Spinal Disc Surgery
Spinal Disc Surgery
In the event that a chronic case of back pain progresses to a level that is already untreatable by conventional therapy routines and non-surgical treatment methods, spinal disc surgery oftentimes becomes the last resort for patients and doctors alike. The procedure involves cutting into the patient’s back in order to relieve the cause of the recurring pain. There are many types of spinal disc surgery depending on the end goal that the surgeon would want to achieve and each procedure must be thoroughly evaluated to check the pros and cons in support of and against performing that specific procedure.
In this post, we will briefly look at the most popular types of spinal disc surgery in order to understand the differences that highlight each procedure.
Microdiscectomy. A microdiscectomy is done when the doctor cuts into the back to decompress the affected area. This is done by shaving the herniated disc to reduce the pressure impinging on the nerves. A microdiscectomy is generally applicable to cases of herniated disc that is not severe enough to warrant full removal. However, a pre-determined risk observed in this type of spinal disc surgery lies in the fact that about 10% of patients are said to develop another case of herniated disc in the same location within a few years after the procedure, probably because the structural cause for the problem is not really corrected by the procedure. To remedy this, doctors recommend embracing major lifestyle changes in tandem with the procedure to ensure that no re-occurrence is observed.
Lumbar discectomy. This procedure is the more advanced version of microdiscectomy and is done with the goal of removing the herniated disc. In many cases, it is done in tandem with a spinal fusion surgery which seeks to reinforce the spine that is now missing a vertebra. The official medical term for spinal fusion surgery is spondylodesis and it is often done in cases where doctors doubt the likelihood of healing or when there are concerns pertaining to the mechanical integrity of the spine if two adjacent vertebrae are not fused.
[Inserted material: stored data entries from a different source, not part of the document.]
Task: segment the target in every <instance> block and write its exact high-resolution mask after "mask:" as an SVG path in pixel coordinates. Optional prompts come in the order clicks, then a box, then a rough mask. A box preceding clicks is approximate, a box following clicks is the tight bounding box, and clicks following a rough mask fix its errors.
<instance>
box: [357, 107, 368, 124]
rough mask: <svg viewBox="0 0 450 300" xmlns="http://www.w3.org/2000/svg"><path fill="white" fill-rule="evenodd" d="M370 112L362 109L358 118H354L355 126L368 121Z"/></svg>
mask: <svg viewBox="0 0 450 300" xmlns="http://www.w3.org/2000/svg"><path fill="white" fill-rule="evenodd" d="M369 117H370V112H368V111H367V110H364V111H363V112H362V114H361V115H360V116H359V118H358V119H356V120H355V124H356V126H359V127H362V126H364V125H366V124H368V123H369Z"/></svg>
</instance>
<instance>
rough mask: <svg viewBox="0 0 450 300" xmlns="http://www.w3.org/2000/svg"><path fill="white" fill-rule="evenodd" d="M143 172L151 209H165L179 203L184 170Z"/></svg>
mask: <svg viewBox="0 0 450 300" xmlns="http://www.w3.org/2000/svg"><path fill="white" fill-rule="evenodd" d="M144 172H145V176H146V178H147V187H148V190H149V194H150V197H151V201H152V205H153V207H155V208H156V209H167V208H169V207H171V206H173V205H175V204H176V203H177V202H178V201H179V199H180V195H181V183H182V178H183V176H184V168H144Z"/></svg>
Artificial disc replacement. This is an alternative spinal disc surgery type to spondylodesis and is done by inserting an artificial disc in place of the recently removed one. The artificial disc is often considered if the risks associated with standard spondylodesis are magnified such as when posture problems can exacerbate the condition of the spine because of the absence of one vertebral disc. Artificial disc replacement is a fairly new type of spinal disc surgery and studies are on-going as to the best types of material that would work as disc substitutes. Thus far, this type of spinal disc surgery carries a lot of promise as it is known to offset many of the concerns associated with spinal fusion methodologies.
There is now a fat-growing body of knowledge being accumulated in many medical centers around the world pertaining to the topic of chronic back pain and the surgical treatment options available to remedy the problem. The expectation remains upbeat that continued research in this area will create more effective and efficient surgery solutions to the worrisome trend of increasing back pain. Only time will tell if this is going to happen but for now, there is already cause for celebration given the success tied to spinal disc surgery procedures such as lumbar discectomu and microdiscectomy.